Mrs. McKinnon also called attention to the White House Conference on Families, a project begun this year to analyze public policies and programs which affect families and assess ways to better strengthen and support the family unit.
"The sick who comes to Children's Hospital does not come alone," continued the president. "Each child brings not only a medical problem to us, but also a family affected by the child's illness.
"Children look to families for support, for reassurance, and for things medicine and health professionals can't provide. We need to encourage that support by striving to let the business of being a family continue while the child is a patient. By involving parents in care, by encouraging brothers and sisters to visit and to understand illness, and by trying to answer their questions, we help preserve and enhance the intricately woven network that is family."
The idea of family extends to the hospital itself, Mrs. McKinnon noted, "The people who work for the hospital, volunteer at the hospital, and sit in on decision-making boards of the hospital are all part of what we call 'the hospital family.' The character of the hospital depends on its hospital family just as the formation of a growing child depends on its family."

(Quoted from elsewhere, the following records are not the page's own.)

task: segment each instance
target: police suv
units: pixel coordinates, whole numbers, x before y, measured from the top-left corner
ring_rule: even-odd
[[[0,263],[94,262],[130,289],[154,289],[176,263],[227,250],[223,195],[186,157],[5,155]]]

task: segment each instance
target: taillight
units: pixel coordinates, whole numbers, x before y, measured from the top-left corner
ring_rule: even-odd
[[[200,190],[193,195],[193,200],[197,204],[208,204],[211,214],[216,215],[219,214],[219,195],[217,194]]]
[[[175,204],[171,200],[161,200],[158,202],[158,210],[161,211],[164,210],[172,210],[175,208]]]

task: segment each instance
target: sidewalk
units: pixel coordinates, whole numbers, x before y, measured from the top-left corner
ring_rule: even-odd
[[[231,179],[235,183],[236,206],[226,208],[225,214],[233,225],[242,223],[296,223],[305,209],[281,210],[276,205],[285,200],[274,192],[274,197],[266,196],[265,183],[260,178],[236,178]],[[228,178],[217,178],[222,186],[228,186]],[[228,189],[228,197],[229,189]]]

Other corporate board activity followed Mrs. McKinnon's remarks, including the election of new board members, and a showing of Children's award -- winning film "First Do No Harm."
One of the most interesting items for readers of "For the Love of Children' was the financial summary of operations for the year ended June 30, 1980. Patient revenues were listed as $61.7 million. Of that total, free care collection losses weighed in at $6.6 million and contractual allowances (amounts not paid by third party payers) cost $2.4 million, leaving a total operating revenues at $54.5 million. Unfortunately, operating expenses during that year came to $57 million, leaving a loss from operations at roughly $2.5 million.
That's a hefty deficit, but the nearly $1.7 million raised for the free care fund through community appeals such as ours helped offset the $6.6 million in free care "losses," and another $1 million from estates and bequests and yet another $600,000 from hospital investments resulted in a net gain for the hospital of about $800,000. Not bad for a hospital with a "built-in deficit." h
Of course, the free care fund once again ran away with top annual honors for being the most expensive aspect of children's work. The return of free care can't be calculated in dollars, but without fail, every doctor and technician in the hospital will tell you it's well worth the price.
Other interesting facts uncovered in the corporate discussions dealt with the distribution of Children's patients. The number of patients admitted from July 1, 1979 to June 30, 1980 was 10,966, and their average stay was about 6.2 days. More than 10,800 surgical procedcures were performed, over 50,000 X-rays were taken, and an incredible 745,215 laboratory tests were run. 5
The figures also revealed that the hospital currently draws about 65 percent of its inpatients from outside the District.Nonetheless, over 4,000 District children received treatment at the hospital last year, or more than half the children in the District who required hospitalization. Of the patients admitted, 16 percent hailed from Virginia, 35 percent were residents of Our Town, and 48 percent were Marylanders.
Children's Hospital is one of the foremost medical facilities in the nation. We're lucky enough to have it here, where it's available to all children, regardless of race or creed. The finest pediatric care is obtainable in Washington. And, if necessary, that treatment is free. It costs a lot, but sick children must be healed, and we have to help.